Stealth is broken in NWN. It's implementation was the easiest possible one to do, and as such the mechanics of it are too simplistic, too easy and too perfect.  A high enough Hide/Move Silent combination is nearly as effective as magical invisibility and can last a whole lot longer. As such, True Seeing is likewise broken in similar and opposing ways to balance out the design compromises Bioware made.  As a pair and as they're implemented, it balances out in a mechanical sense.

What am I talking about?

A non-Shadowdancer, mid-level Rogue standing in the middle of a road in broad daylight and just...vanishes. No cover, no RP, no token attempt to "hide".  Yes, I've seen this, plenty, and it's every bit as bad as Lord Cove's example from the other side. On the converse side of things, a previously Stealthed Rogue coming into the middle of a group of people and just un-Stealthing. Mechanically valid, yes.  RP-wise, it's poor. The fallacy is that normal Stealth mode actually makes a person unable to be seen.  For Shadowdancers, this could be argued, but for the general users of Stealth, this is not true. However, that's how it's used because that's how NWN implemented it.

Stealth mode has basically two mechanical reasons for existence in NWN: sneaking past hostiles and combat.  Hide in Plain Sight mechanically allows for entering stealth mode while in the midst of combat, which is a huge benefit, as we all know. But let's be honest, the default implementation of Stealth in NWN already allows people to "hide in plain sight" in a mechanical sense when out of combat, as my above example illustrates.  

Again, this is just how NWN was designed.  There's no cover system.  There's no accounting for obstacles. The best we have are walls or terrain tiles that block visibility completely.

But unless Stealthy characters stop using Stealth mode as an on-demand Invisibility, I think it's perfectly acceptable for True Seeing to pierce right on through it.  That said, if there's some actual RP of hiding, as Lord Cove suggests...of ducking behind obstacles and making a serious effort to actually hide, then it would also be appropriate for True Seeing users do not automatically see hidden characters through solid objects.

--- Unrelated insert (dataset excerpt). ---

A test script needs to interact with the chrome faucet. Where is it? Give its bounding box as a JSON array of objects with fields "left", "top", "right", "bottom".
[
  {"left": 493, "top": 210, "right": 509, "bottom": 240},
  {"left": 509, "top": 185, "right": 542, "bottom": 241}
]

Both sides should have some consideration. Stealth users should spend extra time emoting their actions and True Seeing users should pay attention to what their party-mates are doing and respond appropriately.  A "stealthed" PC walking down the middle of an open hallway is fair game (and should, in fact, be seen by everyone), but one taking pains to use cover may not be.
 

Guardian 452

Re: Food for thought: Stealth
« Reply #10 on: December 30, 2012, 12:49:34 pm »
Enzo hid and stalk/followed Milara a long tome ago. Milara was controlled by Leanthar. Milara had true seeing yet because of Enzo using actual cover etc. It was a brilliant game of sneaking and avoiding beeing seen and heard. It was more than the game mechanics and it was great!